Nel Medio Oriente antico mito e storia convivevano felicemente.
Il mito esprime il reale, ma in maniera astratta, lo ricollega ad un evento primordiale già accaduto, che si ripete, e che fa parte del mondo trascendente. Il mito non è mai situabile in un tempo ed in uno spazio preciso. Non fu così con gli Ebrei, che si differenziarono dai Cananei e da gli altri popoli del Medio Oriente perché non posero un mito all’inizio della loro storia, ma fatti storici, compiuti da uomini della propria stirpe. Questi fatti furono presentati secondo lo stile dei racconti che circolavano in quel tempo, come le storie della salvezza, dove un dio protettore prometteva al capostipite di un clan benessere e prosperità.
Possiamo dire che i racconti dei Patriarchi hanno un nocciolo storico, nel senso moderno del termine, rivestito da una teologia che vuole trasmettere un messaggio importante per la fede e non si preoccupa di eventuali incongruenze storiche. Così Abramo Isacco e Giacobbe, capi di clan separati, vengono di fatto presentati come parenti (padre figlio e nipote) e le loro storie sono state fuse in un unica storia della salvezza. Ecco altre incongruenze: Abramo viene fatto partire da città differenti in Gen 12,4 e 15,7; viene fatta menzione dei Caldei, che non esistevano ancora; si parla di Filistei e di Aramei che non erano ancora giunti nella zona a quel tempo; la citazione di Mamre è anacronistica perché secondo l’archeologia non esisteva ancora al tempo dei Patriarchi…

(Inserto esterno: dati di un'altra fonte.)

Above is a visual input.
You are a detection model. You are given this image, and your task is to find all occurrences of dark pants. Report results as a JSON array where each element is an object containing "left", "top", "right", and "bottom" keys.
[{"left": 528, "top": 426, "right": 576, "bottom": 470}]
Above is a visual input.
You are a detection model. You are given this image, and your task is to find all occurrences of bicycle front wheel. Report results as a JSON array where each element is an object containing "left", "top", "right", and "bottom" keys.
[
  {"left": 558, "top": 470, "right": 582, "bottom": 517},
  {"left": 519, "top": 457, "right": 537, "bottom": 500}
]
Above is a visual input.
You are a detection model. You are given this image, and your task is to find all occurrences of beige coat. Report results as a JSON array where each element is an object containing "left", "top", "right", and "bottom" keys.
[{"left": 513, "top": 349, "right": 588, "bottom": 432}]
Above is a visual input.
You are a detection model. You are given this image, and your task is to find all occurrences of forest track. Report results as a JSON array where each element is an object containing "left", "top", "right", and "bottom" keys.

I racconti dei Patriarchi non vanno visti come una semplice biografia degli antenati di Israele, né una cronaca fedele delle loro peregrinazioni, ma come racconti teologici. Per questo non è culturalmente sostenibile né religiosamente seria una lettura fondamentalista dei racconti, che li interpreti letteralmente (vedi L’interpretazione della Bibbia nella Chiesa della Pontificia Commissione Biblica, 1993). In queste narrazioni va sempre distinto un nucleo storico, alla chiarificazione del quale le discipline storico-archeologiche da secoli variamente si dedicano, dalla riflessione teologica dell’autore, che vuole rivelare l’identità del Dio d’Israele.
I racconti dei Patriarchi sono un modo con cui gli autori sacri manifestano la loro fede nell’opera di Dio nella propria storia, confessando la sovranità del Signore su quanto era avvenuto, avviene e avverrà.